O homem de touca

 

A rua era movimentada e, no meio da tarde, as pessoas caminhavam em direção a seus destinos.

De repente, um homem magro e de touca andou mais rápido em direção a outro, que usava terno e fumava.

– Aí, parado aí – gritou o homem de touca, apontando uma arma para o outro, em cujo rosto a expressão inicial de surpresa foi substituída pelos sinais do mais absoluto pavor. Tentou afastar-se, o cigarro caiu.

– Parado aí. Parado aí. É ocê mesmo, vagabundo.

Assustadas, algumas pessoas pararam e outras começaram a correr, tentando não despertar a tenção do homem que estava com o revólver.

– Calma, calma – o homem que usava terno conseguiu falar, dominando o medo. Estava com as mãos meio levantadas, como a mostrar que era inofensivo. Notou que o outro tremia.

– Calma, nada, vagabundo. A casa caiu, maluco. Lembra daquela fita lá?

– Você está enganado.

– O caraio, rapá. Aquela fita lá, maluco. Aí, cê tá me devendo.

– Cê tá enganado.

– Não me tira, não.

– Eu nem te conheço. Não conheço, não. Eu juro.

Uma sombra de dúvida passou pelo rosto do homem de touca. Ele se deu conta de que estava no meio da rua. As pessoas ao redor pareciam fascinadas, na expectativa do que iria acontecer. O homem de touca abaixou a arma, mas estava pronto para usá-la.

– Não conhece, não?

– Nunca te vi antes. Juro pela minha mãe.

Um homem jurar pela mãe é um barato sério. Mãe é algo sagrado. Não se põe assim no meio da conversa.

– Cê passa aqui todo dia. Nunca me olhou? Um neguinho de touca, alto. Pô, maluco, vai dizer que nunca me viu? Já até mudou de calçada pra não passar perto de mim!

O outro homem pareceu indeciso. Será que conhecia mesmo o cara? Podia até ser, podia até ter mudado de calçada.

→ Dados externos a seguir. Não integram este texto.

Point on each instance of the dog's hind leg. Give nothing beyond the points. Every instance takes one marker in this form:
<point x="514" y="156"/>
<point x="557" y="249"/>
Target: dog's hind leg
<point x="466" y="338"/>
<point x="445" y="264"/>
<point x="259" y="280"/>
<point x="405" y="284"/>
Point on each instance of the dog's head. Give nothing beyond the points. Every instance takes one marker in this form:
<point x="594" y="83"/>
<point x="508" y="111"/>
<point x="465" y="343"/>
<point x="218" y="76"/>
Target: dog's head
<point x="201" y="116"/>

Tinha esse direito, podia evitar quem quisesse. Mas, não se lembrava, nem ia admitir que tinha feito isso.

– Pelo amor de Deus, eu juro. Eu ajoelho aqui se você quiser. Nunca te vi, não te conheço, não sei quem você é.

O homem tentava manter-se controlado. Mas, embora a voz quisesse ser firme, por um momento os olhos ficaram marejados, uma das pernas se dobrou e ele começou a se ajoelhar.

O homem de touca olhou-o com pena. De repente, guardou a arma e disse calmamente:

– Aí, falei que tava me devendo. Mais um. Mais um que não sabia quem eu era. Aí, maluco, agora já sabe.

Enquanto o barulho da sirene crescia como um grito, o homem de touca saiu andando, perdendo-se no meio da multidão.